We are noticing data loss for Windowed Processor pipelines when the job goes down and takes some time to recover/when the job needs to be restarted.
I have set UID for all of the Operators and I can see in logs that offsets are being restored from savepoint for the Kafka consumer operator
we are using BoundedOutOfOrdernessTimestampExtractor to Assign watermarks based on event time.
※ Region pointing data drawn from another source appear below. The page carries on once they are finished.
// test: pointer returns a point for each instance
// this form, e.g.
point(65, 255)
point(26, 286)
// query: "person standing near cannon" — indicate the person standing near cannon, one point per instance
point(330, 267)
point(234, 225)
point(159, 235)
public class KafkaEventTimestampExtractor extends BoundedOutOfOrdernessTimestampExtractor<Event> implements Serializable{
public KafkaEventTimestampExtractor(Time maxOutOfOrderness) {
super(maxOutOfOrderness);
}
@Override
public long extractTimestamp(Event element) {
try {
log.info("event to be processed, event:{}", new ObjectMapper().writeValueAsString(element));
} catch (JsonProcessingException e) {
e.printStackTrace();
}
Long ts = null;
ts = Double.valueOf(Double.parseDouble(element.getTs())).longValue();
ts = ts.toString().length() < 13 ? ts * 1000 : ts;
return ts;
}
}
Pipeline Config looks something like this.
SourceUtil
.getEventDataStream(env, kafkaSourceSet)
.process(new S3EventProcessor()).uid(“…..**)
.addSink();
SourceUtil
.getEventDataStream(env, kafkaSourceSet)
.assignTimestampsAndWatermarks(
new KafkaEventTimestampExtractor(Time.seconds(4)))
.windowAll(TumblingEventTimeWindows.of(
Time.milliseconds(kafkaSourceSet.bufferWindowSize))
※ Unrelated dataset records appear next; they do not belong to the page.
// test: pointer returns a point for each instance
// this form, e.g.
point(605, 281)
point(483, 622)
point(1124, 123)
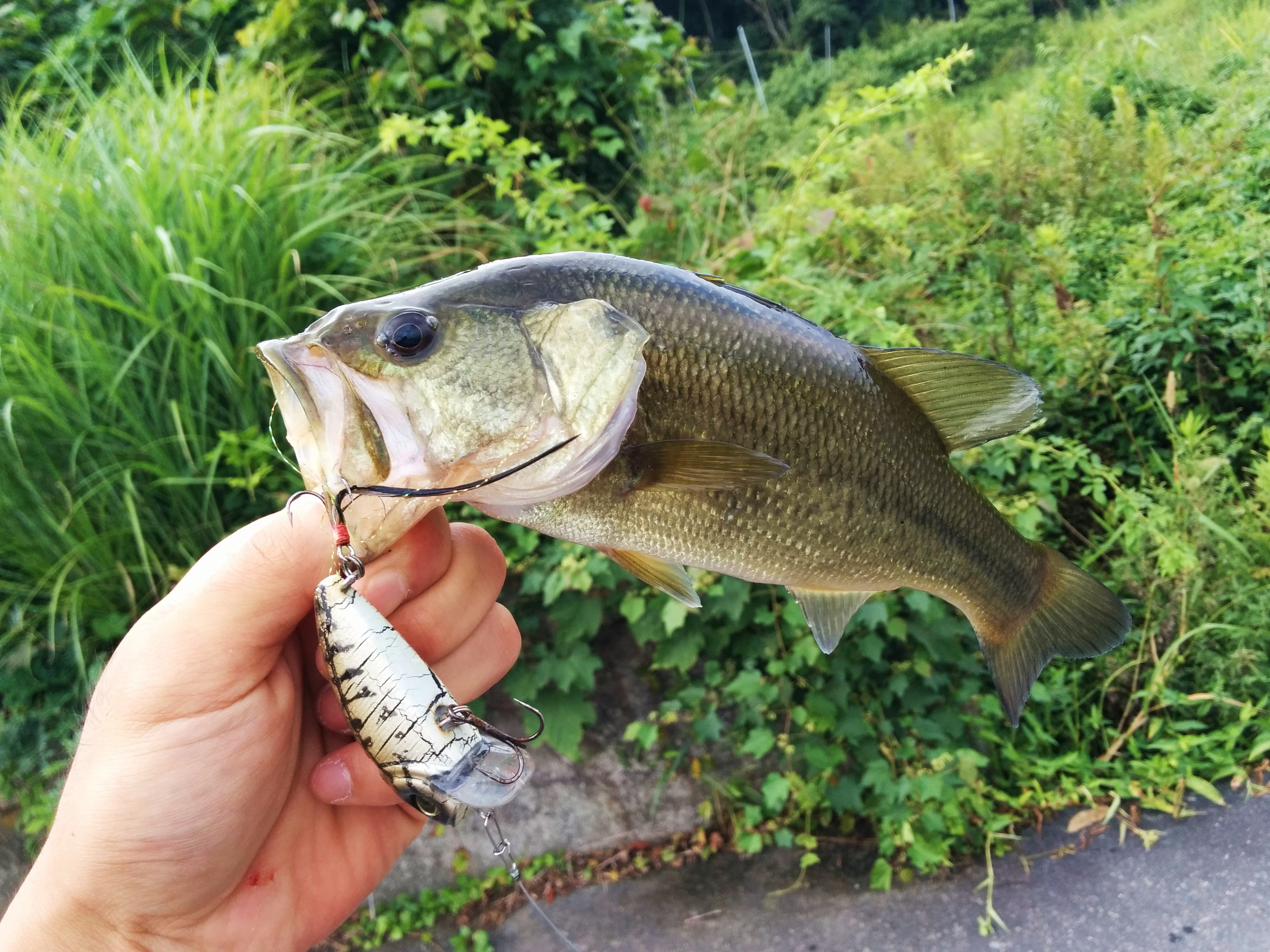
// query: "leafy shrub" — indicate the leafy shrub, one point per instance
point(572, 77)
.process(new S3EventProcessor()).uid(“…..**)
.addSink();
Lets say job is down 30 min, in that case pipeline where we do not use window processor does not miss any data but paritial data is missed from the windowed processor for those 30 min.
when we increase the out-of-order events delay in TimeWinows, ie- we increased It to 30min from 4sec, then the events are not getting missed if the application is up within 30min.we are getting nowhere near the solution since the delay of more than 1 min is infeasible for us also there will be too many live windows which will mean huge infra change for us.
The only scenario I can imagine that might explain this is if the event timestamps are affected by the outage. Then a 30-minute outage would cause a 30-minute gap in the timestamps, and with out-or-order ingestion, a 4-second bounded-out-of-orderness strategy will yield some late events that will be dropped by the window.